She blinked. “Who thinks that? And why?”
“Me. The elders.” Using Rubi-speak saved me from naming them. “Ranger, probably, if he’s given thought to the shit we found before Locke got taken.”
“And what was that?”
“Evidence of other prisoners and what was happening to them.”
Even in the dark, I saw the blood drain from Orla’s face. Saw her grit her teeth as if she could force it back by sheer will alone. “Have you told his boss that?”
“We’ve tried. Since Jakov left us the dog, he’s been off-grid. The numbers I have for him aren’t connecting, and we can’t let Alexei leave to track him down. We need him here.”

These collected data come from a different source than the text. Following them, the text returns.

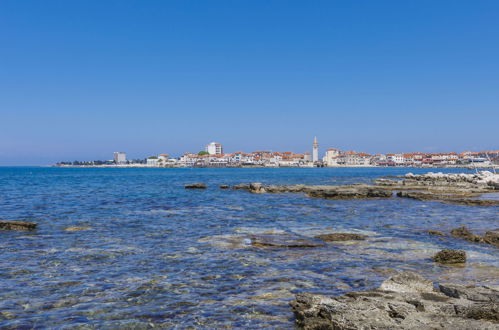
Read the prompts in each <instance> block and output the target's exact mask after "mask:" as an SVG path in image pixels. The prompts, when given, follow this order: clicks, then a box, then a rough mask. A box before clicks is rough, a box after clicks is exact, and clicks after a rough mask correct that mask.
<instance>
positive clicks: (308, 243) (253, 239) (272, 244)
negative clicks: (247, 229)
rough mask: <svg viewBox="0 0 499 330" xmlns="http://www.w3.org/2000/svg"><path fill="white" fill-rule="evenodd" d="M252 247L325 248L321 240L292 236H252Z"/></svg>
mask: <svg viewBox="0 0 499 330" xmlns="http://www.w3.org/2000/svg"><path fill="white" fill-rule="evenodd" d="M250 241H251V245H252V246H257V247H274V248H315V247H322V246H324V245H325V244H324V242H323V241H321V240H314V239H311V238H307V237H301V236H291V235H252V236H251V237H250Z"/></svg>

“But they could help—the Russians, if they thought Viktor was with Locke—” Orla’s brain whirred too fast for her tongue to keep up. “What about Lida? Maybe if she caught Viktor’s scent, she’d find Locke too.”
I gripped her hands. “Orls, none of us know how to engage a search and rescue dog, not even Folk. We can’t just turn her loose and hope for the best. We could lose her too.”

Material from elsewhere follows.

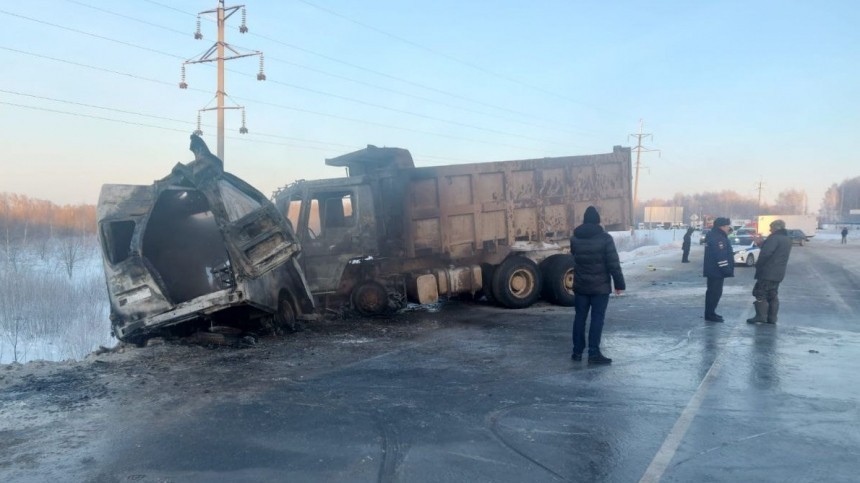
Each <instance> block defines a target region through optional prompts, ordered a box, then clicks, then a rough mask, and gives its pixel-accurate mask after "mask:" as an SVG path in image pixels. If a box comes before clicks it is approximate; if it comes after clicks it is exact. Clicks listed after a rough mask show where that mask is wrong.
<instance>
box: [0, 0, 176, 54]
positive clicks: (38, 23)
mask: <svg viewBox="0 0 860 483" xmlns="http://www.w3.org/2000/svg"><path fill="white" fill-rule="evenodd" d="M0 13H2V14H4V15H9V16H10V17H17V18H20V19H24V20H28V21H30V22H35V23H38V24H42V25H48V26H50V27H54V28H58V29H61V30H65V31H68V32H73V33H76V34H80V35H86V36H88V37H93V38H96V39H100V40H105V41H108V42H114V43H117V44H120V45H125V46H127V47H133V48H135V49H140V50H145V51H147V52H152V53H155V54H161V55H166V56H168V57H173V58H176V59H182V57H180V56H178V55H174V54H170V53H168V52H163V51H161V50H156V49H150V48H149V47H144V46H142V45H137V44H133V43H131V42H124V41H122V40H117V39H112V38H110V37H105V36H103V35H97V34H94V33H92V32H85V31H83V30H79V29H75V28H71V27H66V26H63V25H58V24H55V23H51V22H46V21H44V20H39V19H36V18H33V17H28V16H26V15H19V14H17V13H12V12H9V11H7V10H3V9H0Z"/></svg>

Not happening for multiple reasons up to and including the reluctant bond Locke had forged with that dog before we’d lost him, and the harsher fact that Jakov had trusted us with Lida. A trust we couldn’t break if we didn’t want a brand-new enemy.
Jesus Christ.
A yawn beat the shit out of me.
Orla squeezed my hands. “You need to sleep.”
I did, but not like this.
Taking her with me, I rolled onto my back. “Did you know he can dance? I can’t remember if I told you after the festival.”
A beat of silence followed my whisper. Then Orla laid her cheek over my thundering heart. “Define dance. Because if it’s the wild shapes you and Rubi throw around, that’s not anything close to dancing.”
“Rude.” I mussed her hair. “But this was nothing like that. Orls, he dances like he fucks. With that rhythm, you know?”
I closed my eyes to the memory of his hands on me in that smoky band tent. And later, at the safe house, when he’d turned me inside out with his dick. With hislove.
Pain returned to my chest, and sleep was the only escape. I passed out like I fell off that cliff for real and died. Woke up to Orla still beside me and I reached for her before my eyes opened, mourning the warmth of Locke at my back, fighting the grief of learning all over again that he wasn’t there.
It was still dark.
I rose from the bed and drifted to the window, tugging on my jeans as I scanned the parked hogs.
Cam.
Rubi.
Saint.
As that registered, the rumble of engines pierced the air, and the gates creaked open, signalling the return of the overnight search party.
Mateo, Folk, and Ranger.
They’d found nothing. I knew it by my silent phone. But I made myself wait for Folk’s flat gaze to find me anyway, and an ugly feeling rose in me. Not quite rage, not quite grief, it was savage as fuck, and I didn’t know what to do with it.
I didn’t know much except that I couldn’t wake up like this for the rest of my life. Something had to break. And I hoped to God it was me instead of someone I loved.
7
LOCKE
I woke up in a different place. My head hurt. My ribs. My knees, but that might’ve been my fuckin’ age, which, if I calculated it by how I felt, was approximately 106.